Exploration spend over the past 10 years totalled US$25.8 billion, well above the $15.4 billion allocated from 1990 to 2008. Yet, that spend yielded 102.4 million tonnes of copper in 21 major discoveries, compared with 992.5Mt in 199 discoveries in the preceding 19 years.
"Even after adjusting for copper in recently identified deposits that we expect eventually to surpass our major discovery threshold, and the addition of further copper at recent major discoveries, we forecast copper in discoveries to remain historically low," he said.
Worryingly, in a break from the past, the amount of copper discovered annually no longer trends in line with the amount spent on exploration. Murphy partly attributes that to a shift in focus within the exploration sector as since the 1990s, the industry has almost halved its share of copper budgets devoted to grassroots exploration.
"The juniors, who have historically been considered the grassroots exploration specialists, have increasingly focused on expanding known deposits, while producers have progressively concentrated on exploration at their existing operations," he said.
What explorers view as a truism—that one has a better chance of finding a big deposit near a big deposit—Murphy believes is false. "Although some new major discoveries have been found at late-stage projects and existing mining camps, the probability of finding new major discoveries at such projects is lower than at riskier, early-stage prospects," he said.
For William Tankard, principal analyst global copper mine costs at Wood Mackenzie in London, a key shift is that the major diversified miners are ramping up their exploration programmes both around existing tier one assets and in new regions.
"The really big players [Anglo American, Rio Tinto, BHP] that are now talking up grassroots exploration is not something I can recall in quite a while. A lot of the greenfield projects out there have significant hurdles to overcome. When you look at the infrastructure needs of a lot of these projects, this very quickly explains itself," he told Mining Journal.
With an acknowledged shortage of new copper projects coming into production in a tightening market, with one or two exceptions, there has been relatively little merger and acquisition (M&A) activity in the copper mining space. Tankard thinks it is only a matter of time before this changes.
"We are in a period of uncertainty right now, but it is clear that copper supply will have to develop meaningfully in the next 10 years. With grassroots exploration, you are not going to be bringing that production online within a decade timeframe so if you want to do something sooner, many will have to go out and buy a project, but we will need to see a market and copper price that is better than now for widespread M&A," he said.
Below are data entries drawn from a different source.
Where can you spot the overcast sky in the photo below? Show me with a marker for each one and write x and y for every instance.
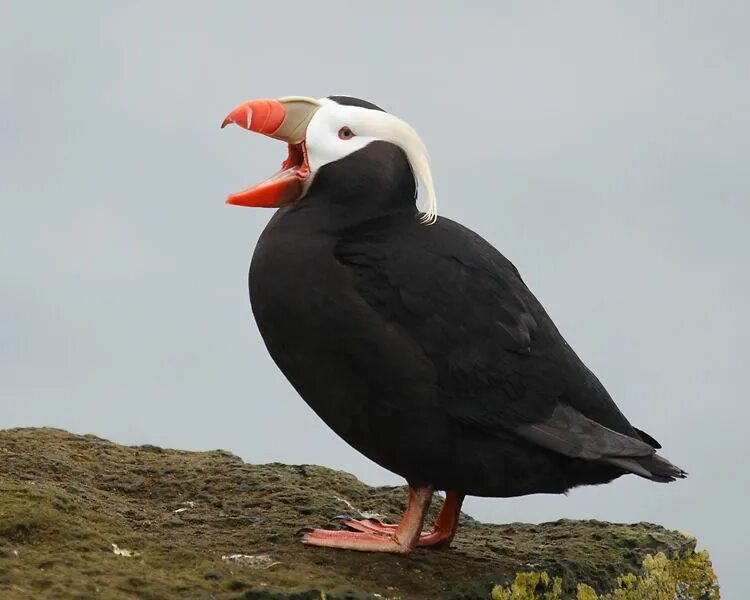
(601, 146)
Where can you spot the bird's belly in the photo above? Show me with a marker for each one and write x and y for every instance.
(374, 387)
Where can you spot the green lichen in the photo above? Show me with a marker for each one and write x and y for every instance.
(530, 585)
(686, 577)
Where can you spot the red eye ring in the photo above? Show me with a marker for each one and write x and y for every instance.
(345, 133)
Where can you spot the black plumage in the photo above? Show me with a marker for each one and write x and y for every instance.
(421, 346)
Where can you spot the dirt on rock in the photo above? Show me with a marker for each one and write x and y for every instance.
(82, 517)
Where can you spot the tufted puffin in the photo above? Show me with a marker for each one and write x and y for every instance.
(411, 336)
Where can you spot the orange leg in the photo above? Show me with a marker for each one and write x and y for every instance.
(401, 539)
(442, 531)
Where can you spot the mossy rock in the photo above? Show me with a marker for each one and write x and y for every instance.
(81, 517)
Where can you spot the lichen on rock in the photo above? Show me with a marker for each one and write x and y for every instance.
(203, 525)
(686, 577)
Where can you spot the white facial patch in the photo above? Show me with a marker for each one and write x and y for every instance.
(327, 141)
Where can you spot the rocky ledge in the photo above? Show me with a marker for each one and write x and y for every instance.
(82, 517)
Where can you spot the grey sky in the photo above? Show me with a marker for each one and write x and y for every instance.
(603, 147)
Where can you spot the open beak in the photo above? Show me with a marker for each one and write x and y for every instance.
(284, 119)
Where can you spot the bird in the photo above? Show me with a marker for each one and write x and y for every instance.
(412, 337)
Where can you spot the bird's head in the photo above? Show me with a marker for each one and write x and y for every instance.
(340, 139)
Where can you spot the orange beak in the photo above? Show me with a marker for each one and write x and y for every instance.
(284, 119)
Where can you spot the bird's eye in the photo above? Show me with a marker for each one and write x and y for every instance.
(345, 133)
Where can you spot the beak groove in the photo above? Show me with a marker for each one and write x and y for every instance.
(283, 119)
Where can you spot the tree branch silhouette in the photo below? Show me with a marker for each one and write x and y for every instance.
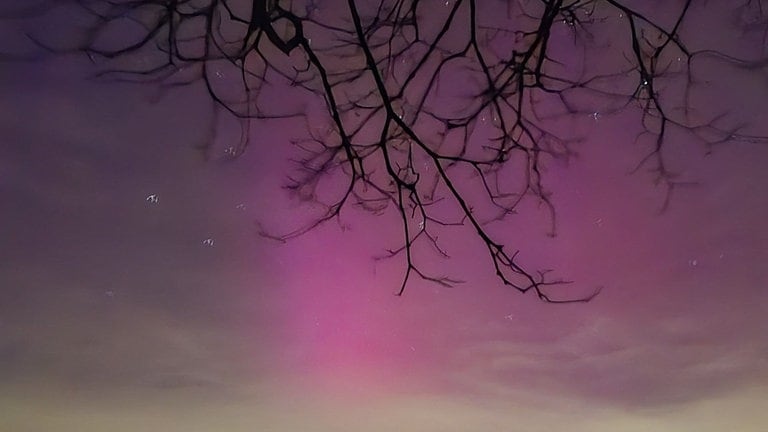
(442, 158)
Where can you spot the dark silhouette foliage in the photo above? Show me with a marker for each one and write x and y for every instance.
(445, 112)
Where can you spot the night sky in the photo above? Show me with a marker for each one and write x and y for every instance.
(136, 292)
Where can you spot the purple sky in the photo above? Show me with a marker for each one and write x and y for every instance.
(117, 314)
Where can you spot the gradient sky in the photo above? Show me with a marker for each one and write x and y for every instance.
(117, 314)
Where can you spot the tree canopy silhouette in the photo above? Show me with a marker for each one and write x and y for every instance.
(444, 112)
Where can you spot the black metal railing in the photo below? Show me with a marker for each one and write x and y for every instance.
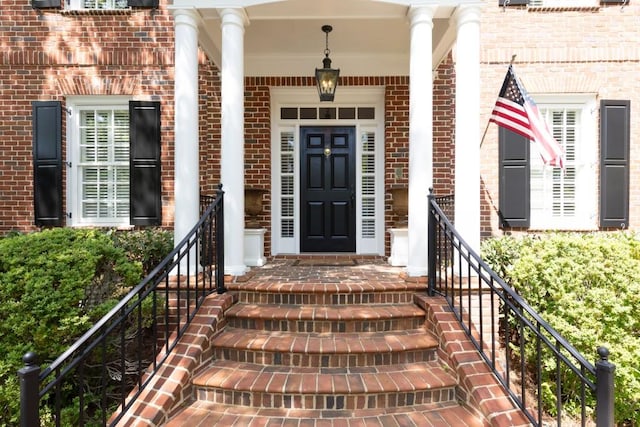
(99, 377)
(511, 337)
However, a market where investors still expect producers to maintain capital discipline and deleveraged balance sheets, is acting as a brake on such pursuits. "A critical question around making the decision to engage in M&A is whether the market will reward the pursuit; some mid-sized deals in 2018 were not received favourably by shareholders," said Tankard.
Adding to copper market uncertainty is an unexpected recent increase in inventories in copper warehouses. London Metal Exchange copper inventories increased to 337,700 tonnes in April, an increase of 36% over March and with inventories up 85% since the start of the year, according to US researcher JE Gross published in its The Copper Journal. Total copper inventories are up 36.8% so far this year, some 129,274t.
"Typically, May 1st refers to and celebrates the arrival of spring.
"The alternative interpretation is Mayday, which is recognized as an international distress call," said John Gross commenting on the significant increases of metal going into warehouses, adding, "the sheer size of ‘deliveries' [is] causing shock and awe".
Murphy believes Latin America will continue to have a corner on world copper supply as more than half the copper discovered since 1990 has been in Latin America. The region accounted for 42% of global copper production in 2018 and continues to be the primary location for copper exploration. It attracted more than one-third of copper budgets over the past two decades, mostly focused on Chile and Peru, which account for 80% of the copper discovered in Latin America and 45% of the global total since 1990.
"The longer-term pipeline is, however, at risk from the reduced discovery rates," Murphy said.
"Our research suggests that an asset takes about 20 years to advance from discovery to production. This implies that the reduced discovery rates of the past decade will limit the pool of projects that could come online in 15 to 20 years when many major copper mines are currently scheduled to be producing much less than they presently are and a host of smaller producers will have closed."